The delay presented another hurdle in the dramatic fight to secure funding for the September 11th Victim Compensation Fund, despite Senate Majority Leader Mitch McConnell’s continued reassurances that the fund would be fully funded.
“It has long been my feeling,” said Paul, “that we need to address our massive debt in this country — we have a $22 trillion debt, we’re adding debt at about a trillion dollars a year,” he said. “And therefore any new spending that we are approaching, any new program that’s going to have the longevity of 70, 80 years, should be offset by cutting spending that’s less valuable.”
I don’t object to Rand Paul wanting to cut the national deficit, but I wonder if he chose the right time and place to make this argument.
Did the people who were charging up the steps in the twin towers on that day wonder whether they were raising the national debt?
And here’s another question: Do we need Rand Paul, or do we need those firefighters and police officers?
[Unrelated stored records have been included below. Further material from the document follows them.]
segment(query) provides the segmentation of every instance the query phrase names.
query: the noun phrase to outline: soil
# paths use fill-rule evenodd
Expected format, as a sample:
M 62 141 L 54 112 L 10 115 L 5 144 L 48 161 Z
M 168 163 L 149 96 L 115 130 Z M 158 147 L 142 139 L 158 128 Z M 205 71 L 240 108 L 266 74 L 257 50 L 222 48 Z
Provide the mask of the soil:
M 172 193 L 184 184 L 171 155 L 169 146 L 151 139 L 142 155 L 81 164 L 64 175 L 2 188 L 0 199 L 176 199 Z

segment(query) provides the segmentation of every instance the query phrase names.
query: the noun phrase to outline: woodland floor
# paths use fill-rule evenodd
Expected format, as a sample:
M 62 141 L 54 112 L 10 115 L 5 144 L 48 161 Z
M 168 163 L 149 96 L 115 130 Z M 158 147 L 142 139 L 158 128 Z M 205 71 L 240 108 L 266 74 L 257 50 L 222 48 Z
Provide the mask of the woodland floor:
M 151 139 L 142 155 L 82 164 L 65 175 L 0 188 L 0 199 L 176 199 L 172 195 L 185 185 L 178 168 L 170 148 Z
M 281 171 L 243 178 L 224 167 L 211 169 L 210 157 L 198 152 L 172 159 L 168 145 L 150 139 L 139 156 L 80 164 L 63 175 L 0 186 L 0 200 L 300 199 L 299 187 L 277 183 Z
Who do you want to hire, and who do you want to send home?
For that matter, do we need any senator or representative to hang around Washington, D.C., spending the country’s money on idiocy and running for higher office? Paul, for example, has run for president three times. What good has he done Kentucky in all that time?
We don’t really need a full-time Congress. Do we need Nancy Pelosi flying back and forth from coast to coast, doing her best to interfere with the work of the president? Do we really need idiots in Sacramento raising our taxes to the point that our state is one of the highest taxed states in America? I don’t think so.
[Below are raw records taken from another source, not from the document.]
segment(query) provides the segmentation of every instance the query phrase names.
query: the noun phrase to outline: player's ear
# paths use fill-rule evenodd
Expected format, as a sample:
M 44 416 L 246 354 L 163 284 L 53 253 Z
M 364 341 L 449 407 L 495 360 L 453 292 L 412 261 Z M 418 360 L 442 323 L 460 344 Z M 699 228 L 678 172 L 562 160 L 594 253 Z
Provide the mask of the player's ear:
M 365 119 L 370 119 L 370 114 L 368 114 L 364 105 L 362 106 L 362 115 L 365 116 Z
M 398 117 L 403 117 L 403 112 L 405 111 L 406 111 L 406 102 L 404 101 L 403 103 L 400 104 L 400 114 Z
Here’s a thought. Let’s rewrite the rules a little and demand that the Legislature meet only one month a year, and the House and the Senate meet only three months a year.
Pretty soon that monstrous national debt would start to shrink because we wouldn’t have to finance all the fooling around that our elected officials do on a year-around schedule.
When they weren’t in session, we could insist they get normal jobs, and then they could see how the nation lives under the laws they pass when they actually are in session.
Let Rand Paul go back to being an obstetrician nine months a year. He’d be of real value to people who needed eye care. He’d make plenty of money.
Let Jerry Nadler, the congressman from upstate New York, go back to being a slip-and-fall lawyer. Let Jim Costa, who claims to be “one of us,” go back to work on his farm for nine months out of the year.
And the money we’d save by sending these politicians home and cutting their salaries and expense accounts could take care of the families of the people we really need — the cops, and the fire fighters, and the road builders, and the foresters, and the park rangers.
Rand Paul’s dad, Ron Paul, was, and is, a real American political hero. Rand is just a showboat trying for a little publicity.